Using implementation science to increase the use of preoperative Fascia Iliaca Blocks in hip fracture patients
- There are about 30,000 hip fractures yearly in Canada. Opioids are effective at relieving acute pain but have side effects, some of which can be reduced by multimodal analgesia.
- Health Quality Ontario Hip Fracture Care Quality Standards recommends performing peripheral nerve blocks based on evidence that it reduces pain on movement within 30 minutes, risk for pneumonia, time to first mobilization, cost of the analgesic regimen, and postoperative delirium.
- Yet, in a survey in the Greater Toronto Area, 67% of staff emergency physicians and 77% of resident physicians indicated never having performed a nerve block in patients with hip fracture.
- Furthermore, in a chart audit of patients admitted with a hip fracture at St. Michael’s Hospital, <10% received a fascia iliaca block.
- This gap in care highlights the need to improve and sustain the uptake of the administering fascia iliaca blocks pre-operatively.

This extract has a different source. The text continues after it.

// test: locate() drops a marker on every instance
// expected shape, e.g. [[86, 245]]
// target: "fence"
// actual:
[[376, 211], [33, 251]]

- We are using evidence and best practices from the field of implementation science to increase and sustain the administration of fascia iliaca blocks pre-operatively in older patients with hip fracture.
- We are using an integrated knowledge translation approach to engage all the stakeholder groups involved in optimal preoperative hip fracture care, including patients, physicians from Geriatric Medicine, Anesthesia, Orthopedics and Emergency Medicine as well as allied health from nursing and pharmacy.
- Based on the information gathered from all stakeholder groups, we are developing a suite of implementation strategies and plan for delivering these strategies.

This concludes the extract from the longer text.